International Journal of Engineering and Technology

The humidification–dehumidification process (HDH) is a thermal technique adapted for water desalination. This technique has many advantages such as moderate installation, simplicity and operates at relatively low temperatures when compared with other commercial thermal processes. HDH process is perfectly suitable for the decentralized areas where a small-scale desalination technology uses renewable resources of energy. The aim of this paper is to present the experimental analysis of the process providing the principle of functioning and the characteristics of the process when a different key variable such as air flow rate and humidifier inlet water temperature is altered. The experiment designed, installed and operated where air flow rates tested at constant humidifier inlet water temperature.

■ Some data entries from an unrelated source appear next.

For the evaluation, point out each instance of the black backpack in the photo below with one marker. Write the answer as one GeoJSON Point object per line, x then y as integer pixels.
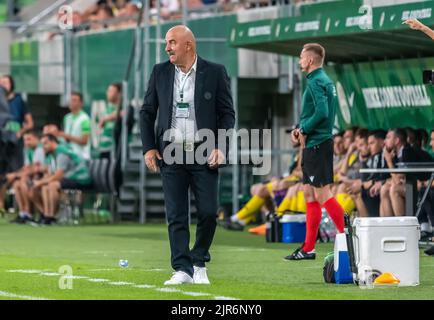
{"type": "Point", "coordinates": [329, 268]}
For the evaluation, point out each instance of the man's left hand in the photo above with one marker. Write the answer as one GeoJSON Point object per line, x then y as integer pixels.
{"type": "Point", "coordinates": [414, 24]}
{"type": "Point", "coordinates": [301, 139]}
{"type": "Point", "coordinates": [216, 158]}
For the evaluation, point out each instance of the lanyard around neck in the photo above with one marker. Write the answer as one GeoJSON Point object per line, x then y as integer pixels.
{"type": "Point", "coordinates": [181, 91]}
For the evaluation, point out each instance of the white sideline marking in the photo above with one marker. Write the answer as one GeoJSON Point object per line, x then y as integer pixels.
{"type": "Point", "coordinates": [224, 298]}
{"type": "Point", "coordinates": [98, 280]}
{"type": "Point", "coordinates": [195, 294]}
{"type": "Point", "coordinates": [153, 270]}
{"type": "Point", "coordinates": [144, 286]}
{"type": "Point", "coordinates": [50, 274]}
{"type": "Point", "coordinates": [168, 290]}
{"type": "Point", "coordinates": [76, 277]}
{"type": "Point", "coordinates": [121, 283]}
{"type": "Point", "coordinates": [25, 271]}
{"type": "Point", "coordinates": [115, 283]}
{"type": "Point", "coordinates": [18, 296]}
{"type": "Point", "coordinates": [96, 270]}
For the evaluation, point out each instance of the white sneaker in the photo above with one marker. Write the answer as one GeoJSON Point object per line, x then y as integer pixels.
{"type": "Point", "coordinates": [179, 277]}
{"type": "Point", "coordinates": [200, 276]}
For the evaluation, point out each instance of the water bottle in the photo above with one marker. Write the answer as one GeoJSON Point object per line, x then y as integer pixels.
{"type": "Point", "coordinates": [123, 263]}
{"type": "Point", "coordinates": [269, 229]}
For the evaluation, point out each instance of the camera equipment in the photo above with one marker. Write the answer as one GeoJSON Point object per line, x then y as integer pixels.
{"type": "Point", "coordinates": [428, 76]}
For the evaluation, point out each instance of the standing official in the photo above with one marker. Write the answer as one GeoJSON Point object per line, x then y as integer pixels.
{"type": "Point", "coordinates": [186, 90]}
{"type": "Point", "coordinates": [315, 136]}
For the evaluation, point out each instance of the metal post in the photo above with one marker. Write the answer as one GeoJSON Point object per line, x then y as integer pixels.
{"type": "Point", "coordinates": [234, 148]}
{"type": "Point", "coordinates": [67, 65]}
{"type": "Point", "coordinates": [124, 131]}
{"type": "Point", "coordinates": [11, 14]}
{"type": "Point", "coordinates": [146, 72]}
{"type": "Point", "coordinates": [158, 35]}
{"type": "Point", "coordinates": [184, 12]}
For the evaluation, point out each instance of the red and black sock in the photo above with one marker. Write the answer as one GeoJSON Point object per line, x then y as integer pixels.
{"type": "Point", "coordinates": [313, 220]}
{"type": "Point", "coordinates": [335, 212]}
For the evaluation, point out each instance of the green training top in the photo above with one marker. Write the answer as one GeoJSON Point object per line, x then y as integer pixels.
{"type": "Point", "coordinates": [74, 167]}
{"type": "Point", "coordinates": [319, 108]}
{"type": "Point", "coordinates": [107, 138]}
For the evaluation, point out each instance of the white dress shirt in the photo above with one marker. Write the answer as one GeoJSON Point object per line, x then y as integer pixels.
{"type": "Point", "coordinates": [185, 128]}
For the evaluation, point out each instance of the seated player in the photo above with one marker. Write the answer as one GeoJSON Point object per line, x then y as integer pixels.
{"type": "Point", "coordinates": [69, 171]}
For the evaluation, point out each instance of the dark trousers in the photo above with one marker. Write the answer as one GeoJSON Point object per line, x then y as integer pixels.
{"type": "Point", "coordinates": [203, 182]}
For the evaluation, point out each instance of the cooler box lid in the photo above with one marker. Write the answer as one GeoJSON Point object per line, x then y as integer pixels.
{"type": "Point", "coordinates": [386, 222]}
{"type": "Point", "coordinates": [293, 218]}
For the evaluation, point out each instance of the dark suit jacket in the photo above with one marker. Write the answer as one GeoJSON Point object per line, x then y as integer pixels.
{"type": "Point", "coordinates": [212, 101]}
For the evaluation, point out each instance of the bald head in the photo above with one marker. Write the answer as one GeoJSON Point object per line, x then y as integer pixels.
{"type": "Point", "coordinates": [180, 45]}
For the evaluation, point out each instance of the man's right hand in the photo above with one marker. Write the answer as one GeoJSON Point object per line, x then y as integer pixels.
{"type": "Point", "coordinates": [294, 135]}
{"type": "Point", "coordinates": [414, 24]}
{"type": "Point", "coordinates": [151, 159]}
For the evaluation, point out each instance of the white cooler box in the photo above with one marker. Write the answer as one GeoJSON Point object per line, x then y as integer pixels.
{"type": "Point", "coordinates": [388, 244]}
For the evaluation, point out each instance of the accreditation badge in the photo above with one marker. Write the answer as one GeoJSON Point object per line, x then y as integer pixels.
{"type": "Point", "coordinates": [182, 109]}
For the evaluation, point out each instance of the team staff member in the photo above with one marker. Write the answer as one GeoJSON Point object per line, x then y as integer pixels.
{"type": "Point", "coordinates": [315, 136]}
{"type": "Point", "coordinates": [187, 87]}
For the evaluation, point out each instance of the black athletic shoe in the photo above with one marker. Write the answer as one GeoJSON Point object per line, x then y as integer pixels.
{"type": "Point", "coordinates": [430, 251]}
{"type": "Point", "coordinates": [300, 254]}
{"type": "Point", "coordinates": [50, 221]}
{"type": "Point", "coordinates": [18, 220]}
{"type": "Point", "coordinates": [425, 236]}
{"type": "Point", "coordinates": [229, 225]}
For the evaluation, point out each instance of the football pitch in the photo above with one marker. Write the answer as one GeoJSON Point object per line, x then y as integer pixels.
{"type": "Point", "coordinates": [33, 261]}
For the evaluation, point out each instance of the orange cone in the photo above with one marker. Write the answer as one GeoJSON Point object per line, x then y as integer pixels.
{"type": "Point", "coordinates": [259, 230]}
{"type": "Point", "coordinates": [386, 278]}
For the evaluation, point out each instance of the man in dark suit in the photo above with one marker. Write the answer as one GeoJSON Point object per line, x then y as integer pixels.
{"type": "Point", "coordinates": [189, 94]}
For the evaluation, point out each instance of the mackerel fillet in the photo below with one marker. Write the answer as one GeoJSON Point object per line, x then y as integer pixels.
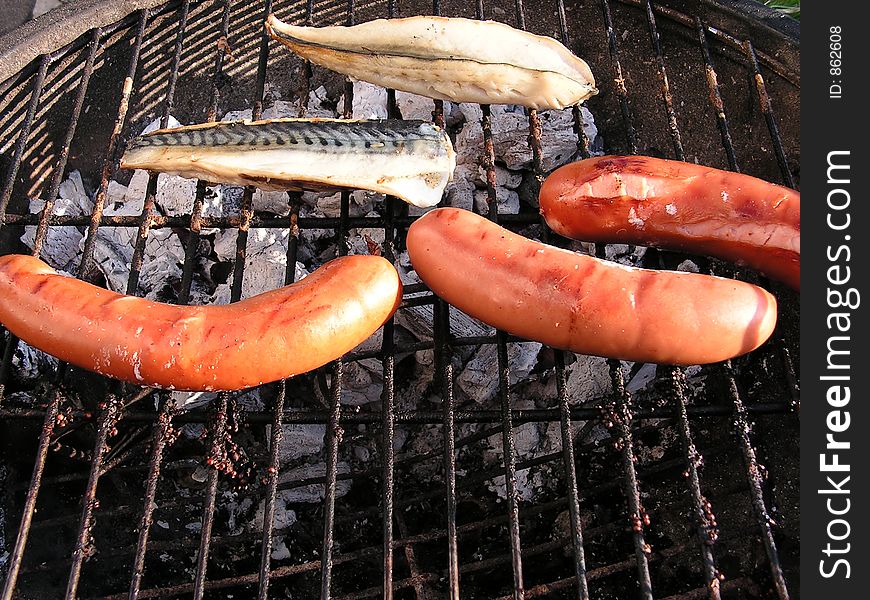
{"type": "Point", "coordinates": [456, 59]}
{"type": "Point", "coordinates": [412, 160]}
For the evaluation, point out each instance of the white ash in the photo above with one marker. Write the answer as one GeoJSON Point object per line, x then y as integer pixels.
{"type": "Point", "coordinates": [478, 380]}
{"type": "Point", "coordinates": [265, 261]}
{"type": "Point", "coordinates": [369, 101]}
{"type": "Point", "coordinates": [504, 177]}
{"type": "Point", "coordinates": [414, 106]}
{"type": "Point", "coordinates": [61, 246]}
{"type": "Point", "coordinates": [527, 445]}
{"type": "Point", "coordinates": [357, 238]}
{"type": "Point", "coordinates": [313, 492]}
{"type": "Point", "coordinates": [510, 130]}
{"type": "Point", "coordinates": [688, 266]}
{"type": "Point", "coordinates": [300, 440]}
{"type": "Point", "coordinates": [154, 125]}
{"type": "Point", "coordinates": [507, 201]}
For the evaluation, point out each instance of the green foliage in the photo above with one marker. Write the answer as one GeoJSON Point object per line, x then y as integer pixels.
{"type": "Point", "coordinates": [789, 7]}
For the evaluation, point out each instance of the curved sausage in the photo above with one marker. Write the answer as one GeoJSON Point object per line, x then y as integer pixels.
{"type": "Point", "coordinates": [583, 304]}
{"type": "Point", "coordinates": [268, 337]}
{"type": "Point", "coordinates": [678, 206]}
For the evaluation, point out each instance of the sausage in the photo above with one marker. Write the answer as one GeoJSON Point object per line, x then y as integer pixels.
{"type": "Point", "coordinates": [583, 304]}
{"type": "Point", "coordinates": [264, 338]}
{"type": "Point", "coordinates": [678, 206]}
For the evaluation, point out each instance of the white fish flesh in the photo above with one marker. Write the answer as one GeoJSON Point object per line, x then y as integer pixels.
{"type": "Point", "coordinates": [456, 59]}
{"type": "Point", "coordinates": [412, 160]}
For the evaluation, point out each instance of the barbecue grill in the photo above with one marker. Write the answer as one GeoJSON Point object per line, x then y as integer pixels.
{"type": "Point", "coordinates": [660, 491]}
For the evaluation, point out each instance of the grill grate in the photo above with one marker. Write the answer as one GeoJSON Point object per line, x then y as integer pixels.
{"type": "Point", "coordinates": [432, 562]}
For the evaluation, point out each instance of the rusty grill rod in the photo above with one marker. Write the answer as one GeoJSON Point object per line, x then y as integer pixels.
{"type": "Point", "coordinates": [388, 392]}
{"type": "Point", "coordinates": [705, 521]}
{"type": "Point", "coordinates": [217, 454]}
{"type": "Point", "coordinates": [444, 375]}
{"type": "Point", "coordinates": [276, 437]}
{"type": "Point", "coordinates": [741, 423]}
{"type": "Point", "coordinates": [334, 431]}
{"type": "Point", "coordinates": [110, 414]}
{"type": "Point", "coordinates": [504, 395]}
{"type": "Point", "coordinates": [618, 409]}
{"type": "Point", "coordinates": [12, 341]}
{"type": "Point", "coordinates": [162, 435]}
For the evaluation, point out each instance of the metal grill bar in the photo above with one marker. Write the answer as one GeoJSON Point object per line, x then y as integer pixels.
{"type": "Point", "coordinates": [6, 194]}
{"type": "Point", "coordinates": [60, 165]}
{"type": "Point", "coordinates": [17, 554]}
{"type": "Point", "coordinates": [705, 523]}
{"type": "Point", "coordinates": [387, 417]}
{"type": "Point", "coordinates": [716, 96]}
{"type": "Point", "coordinates": [619, 409]}
{"type": "Point", "coordinates": [112, 411]}
{"type": "Point", "coordinates": [334, 431]}
{"type": "Point", "coordinates": [673, 128]}
{"type": "Point", "coordinates": [163, 430]}
{"type": "Point", "coordinates": [504, 366]}
{"type": "Point", "coordinates": [619, 79]}
{"type": "Point", "coordinates": [754, 473]}
{"type": "Point", "coordinates": [388, 393]}
{"type": "Point", "coordinates": [769, 117]}
{"type": "Point", "coordinates": [277, 436]}
{"type": "Point", "coordinates": [21, 143]}
{"type": "Point", "coordinates": [741, 423]}
{"type": "Point", "coordinates": [217, 459]}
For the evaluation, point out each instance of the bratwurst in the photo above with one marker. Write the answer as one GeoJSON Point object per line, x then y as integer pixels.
{"type": "Point", "coordinates": [268, 337]}
{"type": "Point", "coordinates": [583, 304]}
{"type": "Point", "coordinates": [678, 206]}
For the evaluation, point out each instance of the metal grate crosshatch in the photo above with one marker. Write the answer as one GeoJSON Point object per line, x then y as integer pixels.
{"type": "Point", "coordinates": [673, 85]}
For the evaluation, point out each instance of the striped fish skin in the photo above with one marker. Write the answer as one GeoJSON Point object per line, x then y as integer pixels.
{"type": "Point", "coordinates": [456, 59]}
{"type": "Point", "coordinates": [412, 160]}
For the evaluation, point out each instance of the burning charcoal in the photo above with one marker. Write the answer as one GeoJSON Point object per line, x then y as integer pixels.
{"type": "Point", "coordinates": [61, 246]}
{"type": "Point", "coordinates": [588, 379]}
{"type": "Point", "coordinates": [357, 238]}
{"type": "Point", "coordinates": [477, 381]}
{"type": "Point", "coordinates": [625, 254]}
{"type": "Point", "coordinates": [282, 109]}
{"type": "Point", "coordinates": [527, 444]}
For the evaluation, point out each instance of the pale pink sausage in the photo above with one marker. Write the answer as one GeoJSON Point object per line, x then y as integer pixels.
{"type": "Point", "coordinates": [579, 303]}
{"type": "Point", "coordinates": [678, 206]}
{"type": "Point", "coordinates": [268, 337]}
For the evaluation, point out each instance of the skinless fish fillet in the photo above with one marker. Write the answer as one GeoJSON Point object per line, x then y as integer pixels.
{"type": "Point", "coordinates": [412, 160]}
{"type": "Point", "coordinates": [456, 59]}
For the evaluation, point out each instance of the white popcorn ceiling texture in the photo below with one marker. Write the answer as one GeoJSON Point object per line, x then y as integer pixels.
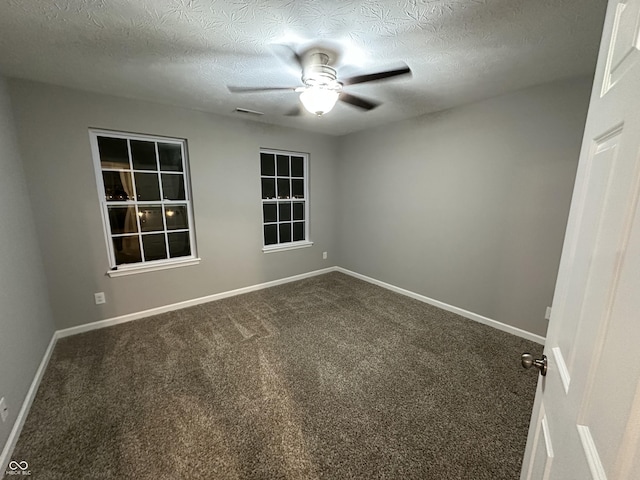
{"type": "Point", "coordinates": [185, 52]}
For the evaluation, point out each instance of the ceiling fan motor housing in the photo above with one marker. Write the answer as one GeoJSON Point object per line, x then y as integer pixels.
{"type": "Point", "coordinates": [318, 73]}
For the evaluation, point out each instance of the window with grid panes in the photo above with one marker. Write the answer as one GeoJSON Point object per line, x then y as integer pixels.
{"type": "Point", "coordinates": [144, 188]}
{"type": "Point", "coordinates": [284, 199]}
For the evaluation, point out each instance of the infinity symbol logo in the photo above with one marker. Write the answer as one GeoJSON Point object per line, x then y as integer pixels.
{"type": "Point", "coordinates": [13, 465]}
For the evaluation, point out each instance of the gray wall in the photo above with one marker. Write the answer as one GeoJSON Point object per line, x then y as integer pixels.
{"type": "Point", "coordinates": [26, 324]}
{"type": "Point", "coordinates": [53, 125]}
{"type": "Point", "coordinates": [469, 206]}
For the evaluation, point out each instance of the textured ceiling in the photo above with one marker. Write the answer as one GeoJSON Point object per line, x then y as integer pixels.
{"type": "Point", "coordinates": [185, 52]}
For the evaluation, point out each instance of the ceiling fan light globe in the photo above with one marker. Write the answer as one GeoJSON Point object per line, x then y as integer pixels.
{"type": "Point", "coordinates": [319, 100]}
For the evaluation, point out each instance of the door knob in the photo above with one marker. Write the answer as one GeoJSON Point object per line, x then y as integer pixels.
{"type": "Point", "coordinates": [540, 363]}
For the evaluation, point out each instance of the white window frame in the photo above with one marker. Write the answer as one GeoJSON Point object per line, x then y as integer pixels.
{"type": "Point", "coordinates": [279, 247]}
{"type": "Point", "coordinates": [145, 265]}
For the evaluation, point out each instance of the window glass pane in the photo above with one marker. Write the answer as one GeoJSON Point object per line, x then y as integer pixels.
{"type": "Point", "coordinates": [268, 188]}
{"type": "Point", "coordinates": [267, 165]}
{"type": "Point", "coordinates": [176, 217]}
{"type": "Point", "coordinates": [147, 186]}
{"type": "Point", "coordinates": [173, 186]}
{"type": "Point", "coordinates": [154, 246]}
{"type": "Point", "coordinates": [297, 167]}
{"type": "Point", "coordinates": [179, 244]}
{"type": "Point", "coordinates": [143, 155]}
{"type": "Point", "coordinates": [123, 220]}
{"type": "Point", "coordinates": [127, 249]}
{"type": "Point", "coordinates": [283, 188]}
{"type": "Point", "coordinates": [113, 152]}
{"type": "Point", "coordinates": [283, 165]}
{"type": "Point", "coordinates": [118, 186]}
{"type": "Point", "coordinates": [285, 211]}
{"type": "Point", "coordinates": [270, 212]}
{"type": "Point", "coordinates": [285, 232]}
{"type": "Point", "coordinates": [170, 156]}
{"type": "Point", "coordinates": [150, 218]}
{"type": "Point", "coordinates": [298, 231]}
{"type": "Point", "coordinates": [270, 234]}
{"type": "Point", "coordinates": [298, 211]}
{"type": "Point", "coordinates": [297, 187]}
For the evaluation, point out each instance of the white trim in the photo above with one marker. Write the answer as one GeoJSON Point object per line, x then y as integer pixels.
{"type": "Point", "coordinates": [284, 246]}
{"type": "Point", "coordinates": [450, 308]}
{"type": "Point", "coordinates": [547, 437]}
{"type": "Point", "coordinates": [187, 303]}
{"type": "Point", "coordinates": [562, 368]}
{"type": "Point", "coordinates": [7, 451]}
{"type": "Point", "coordinates": [19, 423]}
{"type": "Point", "coordinates": [150, 267]}
{"type": "Point", "coordinates": [591, 452]}
{"type": "Point", "coordinates": [219, 296]}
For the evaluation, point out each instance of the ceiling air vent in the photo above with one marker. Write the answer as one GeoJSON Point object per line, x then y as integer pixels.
{"type": "Point", "coordinates": [250, 112]}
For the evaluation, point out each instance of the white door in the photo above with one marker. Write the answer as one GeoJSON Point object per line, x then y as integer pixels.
{"type": "Point", "coordinates": [586, 416]}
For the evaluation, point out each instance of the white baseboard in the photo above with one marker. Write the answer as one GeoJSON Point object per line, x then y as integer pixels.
{"type": "Point", "coordinates": [26, 405]}
{"type": "Point", "coordinates": [188, 303]}
{"type": "Point", "coordinates": [5, 457]}
{"type": "Point", "coordinates": [450, 308]}
{"type": "Point", "coordinates": [231, 293]}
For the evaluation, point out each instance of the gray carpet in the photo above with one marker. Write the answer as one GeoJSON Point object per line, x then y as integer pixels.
{"type": "Point", "coordinates": [324, 378]}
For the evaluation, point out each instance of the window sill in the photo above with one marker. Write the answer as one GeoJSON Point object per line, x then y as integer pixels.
{"type": "Point", "coordinates": [288, 246]}
{"type": "Point", "coordinates": [125, 270]}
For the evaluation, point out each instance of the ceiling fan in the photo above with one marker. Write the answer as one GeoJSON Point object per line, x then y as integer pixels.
{"type": "Point", "coordinates": [321, 87]}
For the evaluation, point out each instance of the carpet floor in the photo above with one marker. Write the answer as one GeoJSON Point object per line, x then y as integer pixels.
{"type": "Point", "coordinates": [324, 378]}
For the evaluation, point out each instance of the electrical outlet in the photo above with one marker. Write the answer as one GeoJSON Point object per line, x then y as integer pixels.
{"type": "Point", "coordinates": [4, 410]}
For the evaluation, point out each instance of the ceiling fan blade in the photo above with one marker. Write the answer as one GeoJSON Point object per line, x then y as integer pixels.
{"type": "Point", "coordinates": [258, 89]}
{"type": "Point", "coordinates": [372, 77]}
{"type": "Point", "coordinates": [294, 112]}
{"type": "Point", "coordinates": [358, 101]}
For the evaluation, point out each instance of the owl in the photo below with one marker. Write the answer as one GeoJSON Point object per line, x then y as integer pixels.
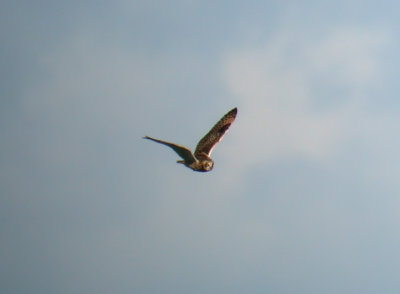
{"type": "Point", "coordinates": [200, 160]}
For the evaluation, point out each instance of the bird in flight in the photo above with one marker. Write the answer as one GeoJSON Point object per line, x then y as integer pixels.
{"type": "Point", "coordinates": [201, 161]}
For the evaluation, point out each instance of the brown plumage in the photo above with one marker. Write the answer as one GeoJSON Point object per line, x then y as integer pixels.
{"type": "Point", "coordinates": [201, 160]}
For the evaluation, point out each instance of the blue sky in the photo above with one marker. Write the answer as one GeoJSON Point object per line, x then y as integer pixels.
{"type": "Point", "coordinates": [304, 195]}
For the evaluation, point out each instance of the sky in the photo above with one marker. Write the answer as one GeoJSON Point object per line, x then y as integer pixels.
{"type": "Point", "coordinates": [304, 194]}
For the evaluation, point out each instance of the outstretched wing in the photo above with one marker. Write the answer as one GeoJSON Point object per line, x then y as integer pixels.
{"type": "Point", "coordinates": [182, 151]}
{"type": "Point", "coordinates": [208, 142]}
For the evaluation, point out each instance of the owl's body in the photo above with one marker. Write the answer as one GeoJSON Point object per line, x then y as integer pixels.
{"type": "Point", "coordinates": [201, 161]}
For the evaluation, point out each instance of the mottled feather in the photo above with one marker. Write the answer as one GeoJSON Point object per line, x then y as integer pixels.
{"type": "Point", "coordinates": [182, 151]}
{"type": "Point", "coordinates": [208, 142]}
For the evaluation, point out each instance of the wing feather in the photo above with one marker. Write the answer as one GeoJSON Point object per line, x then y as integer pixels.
{"type": "Point", "coordinates": [182, 151]}
{"type": "Point", "coordinates": [208, 142]}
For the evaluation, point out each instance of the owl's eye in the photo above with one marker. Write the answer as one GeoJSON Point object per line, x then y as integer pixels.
{"type": "Point", "coordinates": [208, 165]}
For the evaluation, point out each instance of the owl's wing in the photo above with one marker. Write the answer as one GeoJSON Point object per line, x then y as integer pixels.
{"type": "Point", "coordinates": [182, 151]}
{"type": "Point", "coordinates": [208, 142]}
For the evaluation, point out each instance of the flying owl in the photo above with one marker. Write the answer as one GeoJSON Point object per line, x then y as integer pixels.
{"type": "Point", "coordinates": [201, 161]}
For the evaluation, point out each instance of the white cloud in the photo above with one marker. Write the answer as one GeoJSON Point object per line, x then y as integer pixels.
{"type": "Point", "coordinates": [277, 86]}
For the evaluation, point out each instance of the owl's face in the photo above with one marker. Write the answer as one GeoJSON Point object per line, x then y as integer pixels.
{"type": "Point", "coordinates": [208, 165]}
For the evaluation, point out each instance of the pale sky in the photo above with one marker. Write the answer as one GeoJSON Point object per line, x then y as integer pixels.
{"type": "Point", "coordinates": [304, 195]}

To study the influence of air flow rate variation on the system, several experimental runs are implemented at different air flow rates at constant inlet water temperature. The experiments are repeated where humidifier inlet water temperature is changed. The system evaluated after steady state operation within one hour, and the production is collected. Finally, the system analyzed to find the effect of air/water flow ratio on the system productivity, humidifier mass transfer coefficient and dehumidifier overall heat transfer coefficient. Moreover, the sensible heat from the humidifier inlet water is studied as the analysis includes the inlet water temperature effect on the process. The system best results obtained at the maximum tested air flow rate where the GOR was 0.22 and the production cost of 0.043 US$/liter.The highest productivity of the system found to be 5.424 l/hr at 50 oC humidifier inlet water temperature. The general outcome of the study provides that HDH desalination process is more favorable towards increasing the air flow rates and humidifier inlet water temperature where the mass transfer and overall heat transfer coefficients also increased. The system optimized for best economic and operating conditions.